Вишенка. 1 том - де Кок Поль (читать книги онлайн полные версии txt) 📗
— Во-первых, завтра начать представление невозможно, надо прежде ознакомиться с самим зданием театра и посмотреть хорошенько, что можно дать там…
— Вот еще новость, Монтезума, да не все ли нам равно, мал театр или велик?.. Кто давал «Роберта» в амбаре, а «Каменного гостя» в заднем помещении кондитерской, тот, мне кажется, ничего не боится и не стесняется. Нет вещи в мире, которой, в конце концов, нельзя было бы устроить так или иначе. Чего нельзя дать, то можно пропустить.
— Пропустить!.. Это все прекрасно!.. Ну, а как мы примемся пропускать так усердно, что под конец не останется ровно ничего?
— Сколько вы ни пропускайте, все не сделаете того, что мы проделывали, когда играли в Сен-Кентен… Объявим, бывало, спектакль объема неслыханного, две пятиактных драмы, да четыре водевиля на прибавку, словом, суток на двое, но так как двое суток играть все-таки нельзя, то мы возьмем да драмы-то и валяем прямо с пятого действия. Вот вам и сокращение.
— Ну, а кто приезжал с самого начала представления, те что говорили?

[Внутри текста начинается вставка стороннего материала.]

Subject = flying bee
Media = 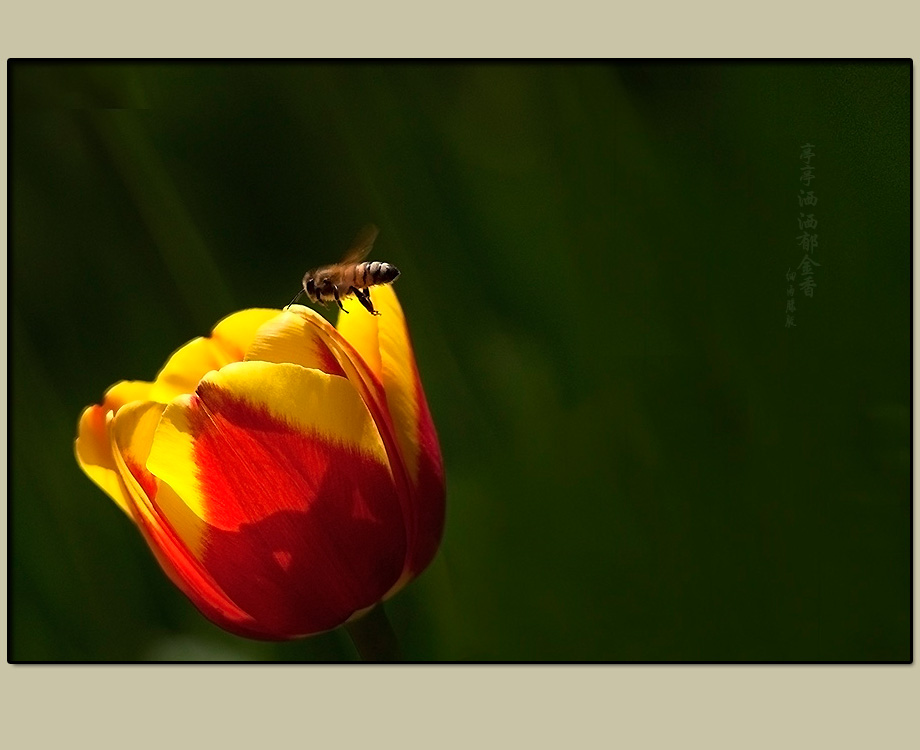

— Мы уверяли их, что четыре первых действия сыграны были до них. Мало ли там что они затесались в театр до поднятия занавеса; стояли на своем, да и только.
— Ты мне напоминаешь одного автора, который, когда я служил в театре Одеона в Париже, неотступно приставал к директору, чтобы он дал какую-то его пьесу, и однажды, за положительным отказом директора, потому что она одна займет весь вечер, серьезно отвечал: «А вы начните представление до открытия кассы».
— Я согласна с Элодией, — заметила Зинзинета, — пора нам подумать о том, что мы дадим в Немуре…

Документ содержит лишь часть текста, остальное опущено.